Mississippi bankruptcy court holds that agreement encompassing both settlement agreement resolving claims for past-due performance royalties and contemporaneously executed ASCAP licensing agreements is not a single agreement, permitting the debtor to assume the licensing agreements without paying-or curing any default on payment of $400,000 due under the settlement agreement.

In May 2011, Charles W. Dowdy and Southwest Broadcasting, Inc., entered into a stipulation and settlement agreement to resolve claims for unpaid licensing fees and copyright infringement brought by ASCAP in the Southern District of Mississippi. As part of the settlement agreement, Dowdy and Southwest agreed to pay ASCAP $400,000 plus interest for past royalties. Contemporaneously with the execution of the settlement agreement, Southwest and three other radio broadcasting companies entered into forward-looking licensing agreements with ASCAP.

Dowdy later dissolved Southwest, assumed their liabilities, transferred their assets to himself, and, four months after the settlement and licensing agreements were executed, filed a Chapter 11 bankruptcy petition. In a motion by Dowdy to assume certain executory contracts (namely, the licensing agreements the two broadcasting companies entered into with ASCAP), the debtor proposed curing defaults relating to the licensing agreements, but it did not provide for payment of—or propose to cure any default on—the $400,000 settlement payment. ASCAP objected, contending that the settlement and licensing provisions formed a single executory contract for purposes of Section 365 of the Bankruptcy Code.

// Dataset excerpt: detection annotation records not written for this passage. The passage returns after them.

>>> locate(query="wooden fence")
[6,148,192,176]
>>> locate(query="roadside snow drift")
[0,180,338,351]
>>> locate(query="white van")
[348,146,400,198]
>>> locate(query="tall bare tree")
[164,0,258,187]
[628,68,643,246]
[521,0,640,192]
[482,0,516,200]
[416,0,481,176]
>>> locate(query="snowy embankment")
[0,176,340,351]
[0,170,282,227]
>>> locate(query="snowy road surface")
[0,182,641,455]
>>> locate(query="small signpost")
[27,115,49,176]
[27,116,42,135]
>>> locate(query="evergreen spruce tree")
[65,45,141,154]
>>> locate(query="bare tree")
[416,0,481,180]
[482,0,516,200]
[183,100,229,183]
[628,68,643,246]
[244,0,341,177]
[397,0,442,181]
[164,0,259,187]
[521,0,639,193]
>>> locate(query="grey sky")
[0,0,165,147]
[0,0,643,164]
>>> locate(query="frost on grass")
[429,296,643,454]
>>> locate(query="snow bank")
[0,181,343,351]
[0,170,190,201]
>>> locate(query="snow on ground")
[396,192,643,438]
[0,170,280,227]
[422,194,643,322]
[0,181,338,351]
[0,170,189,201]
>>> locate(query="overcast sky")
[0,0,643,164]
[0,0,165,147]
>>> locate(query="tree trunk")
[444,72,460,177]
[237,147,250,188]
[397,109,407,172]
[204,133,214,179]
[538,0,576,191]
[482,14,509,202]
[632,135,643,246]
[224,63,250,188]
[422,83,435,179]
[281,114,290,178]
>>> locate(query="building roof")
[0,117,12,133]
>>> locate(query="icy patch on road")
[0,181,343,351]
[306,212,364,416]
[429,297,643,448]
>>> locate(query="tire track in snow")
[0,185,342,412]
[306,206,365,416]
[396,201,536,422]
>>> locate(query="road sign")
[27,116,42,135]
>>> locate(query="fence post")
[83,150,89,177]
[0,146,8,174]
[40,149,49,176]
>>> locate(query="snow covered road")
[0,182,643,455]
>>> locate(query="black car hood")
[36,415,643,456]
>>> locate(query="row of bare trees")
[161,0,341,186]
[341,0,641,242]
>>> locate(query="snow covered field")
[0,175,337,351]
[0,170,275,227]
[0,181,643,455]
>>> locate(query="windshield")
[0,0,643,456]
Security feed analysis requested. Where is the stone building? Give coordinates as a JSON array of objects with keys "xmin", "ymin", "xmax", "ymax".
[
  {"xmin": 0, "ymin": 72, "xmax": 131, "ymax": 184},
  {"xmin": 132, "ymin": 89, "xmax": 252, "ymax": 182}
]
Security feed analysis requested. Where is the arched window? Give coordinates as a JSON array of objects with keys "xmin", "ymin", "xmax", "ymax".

The court disagreed. First, the court noted, although an executory contract must normally be assumed or rejected in its entirety, a debtor may seek to assume one agreement and not another when a single contract contains severable agreements. Looking to the parties’ intention, the court held that the licensing agreements were independently enforceable as separate agreements under Section 365. The settlement agreement did two things—it resolved the existing claims, and it prevented future claims by providing for separate licensing agreements for the radio stations moving forward. The court noted that the licensing agreements were not part of the settlement agreement but, rather, were “purposely executed separately,” and payment under the licensing agreements was to be made separately from payment of the $400,000 settlement. Finally, although a default under the licensing agreements constituted a breach of the settlement agreement, a default under the settlement agreement did not constitute breach of or “nullify” the licensing agreements. Therefore, the court held, the licensing agreements were severable and could be separately assumed. In reaching this conclusion, the court distinguished the debtor’s situation from cases in which settlement agreements provided for the payment of past-due royalties and ongoing licensing fees as a single sum. Here, the $400,000 settlement amount was due separately, and breach of the obligation to pay that debt wouldn’t nullify the licensing agreement.